Is Speaker Howell the next James Madison?

In this era of ever expanding government, socialized health care, bailouts of the auto industry and banking, and energy giveaways to international competitors, a pretty reasoned argument can be made that the original intent of our Constitutional framers is no longer being met.

When the Articles of Confederation no longer became a viable option for our fledgling federal government, a convention was called amongst the states to draft a new document that would further centralize power with the national government (the Articles were having a difficult time regulating interstate commerce, levying taxes, and raising and maintaining an armed service to mitigate insurrections and provide for the common defense). After much deliberation, debate, and discussion, ultimately, our U.S. Constitution was created and ratified.

Fast forward to today.

Bearing Drift has learned that Speaker of the Virginia House of Delegates, William Howell, has been working with former U.S. Attorney General and member of the Iraq Study Group, Ed Messe, to explore the possibility of holding another constitutional convention – this time to explicitly enumerate what rights states might have to check currently unchecked federal power.

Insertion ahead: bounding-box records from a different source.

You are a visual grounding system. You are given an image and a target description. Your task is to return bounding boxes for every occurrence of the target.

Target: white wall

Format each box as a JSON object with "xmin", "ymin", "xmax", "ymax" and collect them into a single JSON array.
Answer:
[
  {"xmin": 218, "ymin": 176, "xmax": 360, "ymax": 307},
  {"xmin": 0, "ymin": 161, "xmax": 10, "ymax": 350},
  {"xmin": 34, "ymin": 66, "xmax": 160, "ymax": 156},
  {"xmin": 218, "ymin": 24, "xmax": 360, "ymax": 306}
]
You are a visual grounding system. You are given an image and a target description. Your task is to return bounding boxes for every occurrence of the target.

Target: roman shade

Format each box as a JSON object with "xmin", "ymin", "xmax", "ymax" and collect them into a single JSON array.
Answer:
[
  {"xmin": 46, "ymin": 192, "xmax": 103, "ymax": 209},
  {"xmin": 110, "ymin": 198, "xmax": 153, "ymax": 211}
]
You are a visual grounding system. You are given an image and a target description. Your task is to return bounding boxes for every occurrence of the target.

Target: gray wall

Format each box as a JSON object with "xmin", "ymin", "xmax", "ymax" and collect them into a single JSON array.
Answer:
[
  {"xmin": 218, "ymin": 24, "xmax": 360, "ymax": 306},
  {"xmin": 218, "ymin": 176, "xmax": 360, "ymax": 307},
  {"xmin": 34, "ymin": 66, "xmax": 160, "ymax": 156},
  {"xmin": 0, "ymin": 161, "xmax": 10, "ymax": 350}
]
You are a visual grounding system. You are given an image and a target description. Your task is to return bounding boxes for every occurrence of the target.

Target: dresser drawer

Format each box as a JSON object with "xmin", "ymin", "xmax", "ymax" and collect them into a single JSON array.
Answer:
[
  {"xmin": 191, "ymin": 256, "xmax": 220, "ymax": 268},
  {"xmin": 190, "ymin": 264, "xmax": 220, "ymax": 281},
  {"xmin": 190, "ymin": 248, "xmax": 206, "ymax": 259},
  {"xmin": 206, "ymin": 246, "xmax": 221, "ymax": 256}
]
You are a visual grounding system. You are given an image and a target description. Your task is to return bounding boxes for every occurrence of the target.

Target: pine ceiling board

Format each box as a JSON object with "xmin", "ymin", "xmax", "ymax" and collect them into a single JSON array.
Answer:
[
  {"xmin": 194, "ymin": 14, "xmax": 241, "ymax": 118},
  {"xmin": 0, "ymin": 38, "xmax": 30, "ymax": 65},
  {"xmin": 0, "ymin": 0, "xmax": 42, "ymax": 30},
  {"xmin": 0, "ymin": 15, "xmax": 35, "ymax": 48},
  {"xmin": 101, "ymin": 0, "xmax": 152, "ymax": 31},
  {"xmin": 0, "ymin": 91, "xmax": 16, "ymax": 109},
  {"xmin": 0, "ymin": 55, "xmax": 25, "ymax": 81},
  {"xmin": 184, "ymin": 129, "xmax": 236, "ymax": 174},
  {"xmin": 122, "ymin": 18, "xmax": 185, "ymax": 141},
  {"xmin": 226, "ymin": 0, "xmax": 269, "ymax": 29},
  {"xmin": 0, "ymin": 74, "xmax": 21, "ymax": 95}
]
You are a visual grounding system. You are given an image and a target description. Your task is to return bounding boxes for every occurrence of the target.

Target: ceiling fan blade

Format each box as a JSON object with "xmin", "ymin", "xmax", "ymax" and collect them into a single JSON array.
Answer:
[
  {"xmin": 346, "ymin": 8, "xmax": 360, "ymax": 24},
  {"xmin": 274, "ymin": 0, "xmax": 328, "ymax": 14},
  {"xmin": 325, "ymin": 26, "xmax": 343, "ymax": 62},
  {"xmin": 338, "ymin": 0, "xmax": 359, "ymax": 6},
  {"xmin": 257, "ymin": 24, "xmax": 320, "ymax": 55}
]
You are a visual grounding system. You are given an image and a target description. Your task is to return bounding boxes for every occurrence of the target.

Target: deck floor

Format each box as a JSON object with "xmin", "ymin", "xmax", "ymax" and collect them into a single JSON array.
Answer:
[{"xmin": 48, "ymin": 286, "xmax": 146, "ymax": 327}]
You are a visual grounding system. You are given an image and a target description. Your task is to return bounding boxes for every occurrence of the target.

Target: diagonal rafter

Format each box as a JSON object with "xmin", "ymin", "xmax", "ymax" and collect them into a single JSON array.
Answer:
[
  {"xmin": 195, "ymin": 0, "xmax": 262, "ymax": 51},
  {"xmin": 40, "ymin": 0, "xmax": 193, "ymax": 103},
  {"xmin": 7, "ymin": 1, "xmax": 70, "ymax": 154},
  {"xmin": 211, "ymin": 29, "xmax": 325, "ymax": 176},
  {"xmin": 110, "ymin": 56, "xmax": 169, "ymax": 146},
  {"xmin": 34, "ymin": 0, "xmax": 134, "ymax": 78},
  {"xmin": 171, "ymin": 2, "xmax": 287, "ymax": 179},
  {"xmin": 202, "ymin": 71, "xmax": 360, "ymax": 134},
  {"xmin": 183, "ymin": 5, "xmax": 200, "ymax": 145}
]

Bearing Drift has a query into the Speaker that, to this point, remains unanswered as to how far he actually wants to take this and whether or not this is a serious proposal or merely an idea.

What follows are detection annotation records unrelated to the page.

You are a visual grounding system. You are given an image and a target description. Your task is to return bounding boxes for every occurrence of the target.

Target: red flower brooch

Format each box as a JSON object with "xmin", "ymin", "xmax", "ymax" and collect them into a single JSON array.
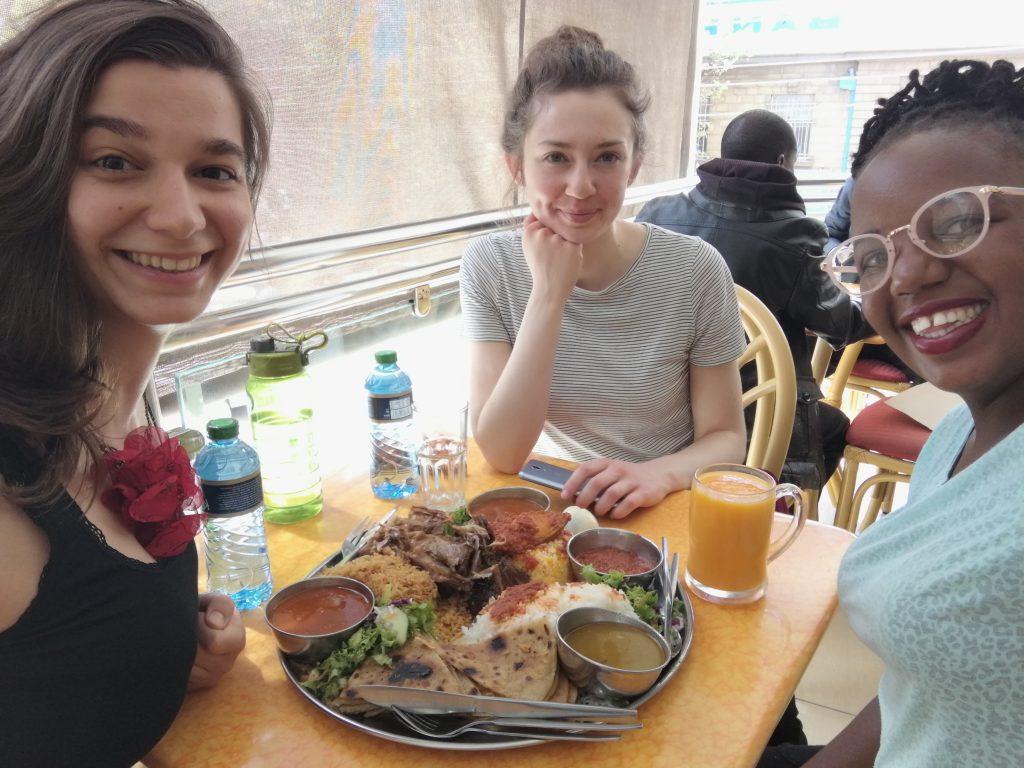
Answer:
[{"xmin": 101, "ymin": 427, "xmax": 205, "ymax": 558}]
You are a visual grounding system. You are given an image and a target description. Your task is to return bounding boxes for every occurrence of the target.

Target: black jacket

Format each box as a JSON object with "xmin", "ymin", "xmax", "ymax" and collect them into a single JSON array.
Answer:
[{"xmin": 636, "ymin": 158, "xmax": 873, "ymax": 397}]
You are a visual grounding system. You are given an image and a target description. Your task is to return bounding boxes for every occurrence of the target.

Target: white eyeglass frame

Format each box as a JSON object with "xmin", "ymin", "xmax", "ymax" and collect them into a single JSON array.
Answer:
[{"xmin": 821, "ymin": 184, "xmax": 1024, "ymax": 296}]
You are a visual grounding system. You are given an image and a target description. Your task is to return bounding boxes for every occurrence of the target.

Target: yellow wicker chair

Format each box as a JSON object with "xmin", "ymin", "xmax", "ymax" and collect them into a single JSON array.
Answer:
[
  {"xmin": 811, "ymin": 339, "xmax": 928, "ymax": 532},
  {"xmin": 736, "ymin": 286, "xmax": 798, "ymax": 489}
]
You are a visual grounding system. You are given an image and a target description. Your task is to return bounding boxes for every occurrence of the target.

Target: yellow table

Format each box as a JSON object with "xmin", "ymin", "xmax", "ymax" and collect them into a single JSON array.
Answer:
[{"xmin": 146, "ymin": 446, "xmax": 853, "ymax": 768}]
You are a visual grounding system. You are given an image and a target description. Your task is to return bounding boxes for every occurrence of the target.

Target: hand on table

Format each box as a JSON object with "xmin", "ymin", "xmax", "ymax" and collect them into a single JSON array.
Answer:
[
  {"xmin": 188, "ymin": 593, "xmax": 246, "ymax": 690},
  {"xmin": 562, "ymin": 459, "xmax": 671, "ymax": 520},
  {"xmin": 522, "ymin": 213, "xmax": 583, "ymax": 301}
]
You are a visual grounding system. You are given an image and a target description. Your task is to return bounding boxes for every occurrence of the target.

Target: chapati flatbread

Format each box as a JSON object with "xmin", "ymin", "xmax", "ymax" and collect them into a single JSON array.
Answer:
[{"xmin": 440, "ymin": 616, "xmax": 558, "ymax": 700}]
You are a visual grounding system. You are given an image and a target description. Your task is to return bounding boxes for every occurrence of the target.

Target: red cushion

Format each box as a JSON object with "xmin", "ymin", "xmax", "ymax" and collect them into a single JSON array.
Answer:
[
  {"xmin": 850, "ymin": 358, "xmax": 910, "ymax": 384},
  {"xmin": 846, "ymin": 399, "xmax": 932, "ymax": 462}
]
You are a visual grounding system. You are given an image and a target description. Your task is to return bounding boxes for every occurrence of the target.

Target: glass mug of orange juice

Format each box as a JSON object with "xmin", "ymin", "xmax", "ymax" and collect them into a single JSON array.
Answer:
[{"xmin": 685, "ymin": 464, "xmax": 804, "ymax": 603}]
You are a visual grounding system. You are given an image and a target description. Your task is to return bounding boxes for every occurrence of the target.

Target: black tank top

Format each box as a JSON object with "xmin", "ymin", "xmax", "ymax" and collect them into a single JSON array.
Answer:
[{"xmin": 0, "ymin": 454, "xmax": 199, "ymax": 768}]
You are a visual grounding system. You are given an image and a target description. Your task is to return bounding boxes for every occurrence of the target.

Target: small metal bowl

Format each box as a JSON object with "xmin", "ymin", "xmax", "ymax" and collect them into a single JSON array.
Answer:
[
  {"xmin": 565, "ymin": 528, "xmax": 663, "ymax": 588},
  {"xmin": 263, "ymin": 577, "xmax": 376, "ymax": 662},
  {"xmin": 555, "ymin": 607, "xmax": 672, "ymax": 696},
  {"xmin": 466, "ymin": 485, "xmax": 551, "ymax": 515}
]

Article V of the Constitution lays out the requirements for the states to call for amending the document vice the generally practiced method of Congress proposing the amendments to be later ratified by the states. According to the Constitution, the legislatures of two-thirds of the States must call for a convention, with three-quarters of the state legislatures or conventions then ratifying the changes (which is also the norm for congressional amendments).

Originally, James Madison of Virginia proposed the Bill of Rights (the Constitution’s first ten amendments), but did so via the Congress. It was Virginia that was the tenth state to ratify the amendments, bringing the number over three-quarters, in 1791.

The amendments were brought by anti-Federalists who felt that the Constitution as written did not provide enough protections from unfettered national power. They were modeled after George Mason’s Virginia Declaration of Rights drafted in 1776.

One of the amendments provided is the 10th which says:

“The powers not delegated to the United States by the Constitution, nor prohibited by it to the States, are reserved to the States respectively, or to the people.”

It is not unprecedented for the Constitution to be amended, nor did the framers think it would remain unchanged.

“The older I grow, the more apt I am to doubt my own judgment and pay more respect to the judgment of others,” said Benjamin Franklin, one of the framers.

Clearly he saw that there would be times when the document might have to be refined.

Is this one of those times? Are the states ready to take the lead at making any changes? And, is Speaker Howell ready to lead that charge?